SpikeInterface / spikeinterface

A Python-based module for creating flexible and robust spike sorting pipelines.
https://spikeinterface.readthedocs.io
MIT License
533 stars 187 forks source link

SpykingCircus2 consuming lots of memory #2202

Closed rory-bedford closed 12 months ago

rory-bedford commented 1 year ago

Hi there,

I'm trying to get SpykingCircus2 to run on a 30 minute tetrode recording. My problem is that it seems to use an awful lot of memory, so it keeps crashing out.

I'm using spikeinterface 0.99.1, hdbscan 0.8.33, and numba 0.58.1, with python 3.8.18.

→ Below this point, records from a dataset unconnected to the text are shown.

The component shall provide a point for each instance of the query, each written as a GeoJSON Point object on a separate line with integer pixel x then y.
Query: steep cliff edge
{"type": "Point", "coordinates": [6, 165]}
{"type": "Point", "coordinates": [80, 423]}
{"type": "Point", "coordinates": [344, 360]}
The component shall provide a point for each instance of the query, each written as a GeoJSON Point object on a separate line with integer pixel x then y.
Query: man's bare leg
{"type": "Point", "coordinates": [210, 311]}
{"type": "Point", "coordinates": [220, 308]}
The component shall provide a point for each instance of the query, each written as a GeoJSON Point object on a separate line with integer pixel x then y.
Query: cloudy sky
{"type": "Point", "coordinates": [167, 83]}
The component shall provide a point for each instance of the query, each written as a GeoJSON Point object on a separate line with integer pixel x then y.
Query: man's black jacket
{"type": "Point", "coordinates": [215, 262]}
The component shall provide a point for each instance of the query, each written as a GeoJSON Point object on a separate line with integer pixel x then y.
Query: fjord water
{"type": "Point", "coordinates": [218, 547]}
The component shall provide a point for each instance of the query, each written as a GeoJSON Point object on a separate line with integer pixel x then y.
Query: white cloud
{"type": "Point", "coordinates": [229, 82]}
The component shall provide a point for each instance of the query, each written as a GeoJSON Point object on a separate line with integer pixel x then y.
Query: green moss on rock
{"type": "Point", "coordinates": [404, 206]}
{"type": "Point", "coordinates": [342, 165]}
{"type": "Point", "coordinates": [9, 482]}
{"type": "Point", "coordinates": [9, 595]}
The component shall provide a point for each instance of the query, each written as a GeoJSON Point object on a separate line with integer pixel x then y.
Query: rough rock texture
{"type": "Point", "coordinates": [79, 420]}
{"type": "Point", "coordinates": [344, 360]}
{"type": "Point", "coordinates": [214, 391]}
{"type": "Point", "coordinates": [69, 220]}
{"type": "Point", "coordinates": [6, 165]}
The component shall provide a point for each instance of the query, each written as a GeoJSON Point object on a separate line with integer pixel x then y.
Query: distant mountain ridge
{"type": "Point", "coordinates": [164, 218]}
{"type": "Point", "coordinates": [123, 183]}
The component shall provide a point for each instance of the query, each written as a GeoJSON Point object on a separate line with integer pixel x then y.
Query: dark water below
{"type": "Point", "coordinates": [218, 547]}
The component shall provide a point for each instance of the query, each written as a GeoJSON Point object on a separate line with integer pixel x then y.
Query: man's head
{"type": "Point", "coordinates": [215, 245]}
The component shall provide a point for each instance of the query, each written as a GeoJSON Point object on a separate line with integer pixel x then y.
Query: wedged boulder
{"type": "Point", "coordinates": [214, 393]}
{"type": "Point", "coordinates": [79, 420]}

Here's my recording information:

BinaryFolderRecording: 4 channels - 48.0kHz - 1 segments - 87,078,300 samples 1,814.13s (30.24 minutes) - int16 dtype - 664.35 MiB

I'm running on a CPU cluster with 4 cores, and am updating params['job_kwargs']['n_jobs'] to reflect this. Otherwise I'm using the default parameters.

Here's my resource usage:

State: OUT_OF_MEMORY (exit code 0) Nodes: 1 Cores per node: 4 CPU Utilized: 00:05:13 CPU Efficiency: 32.20% of 00:16:12 core-walltime Job Wall-clock time: 00:04:03 Memory Utilized: 79.42 GB Memory Efficiency: 99.27% of 80.00 GB

Compare this with MountainSort5, run on exactly the same recording with default parameters:

State: COMPLETED (exit code 0) Nodes: 1 Cores per node: 4 CPU Utilized: 00:00:43 CPU Efficiency: 41.35% of 00:01:44 core-walltime Job Wall-clock time: 00:00:26 Memory Utilized: 1.19 MB Memory Efficiency: 0.00% of 30.00 GB

And you see the memory requirements are completely different.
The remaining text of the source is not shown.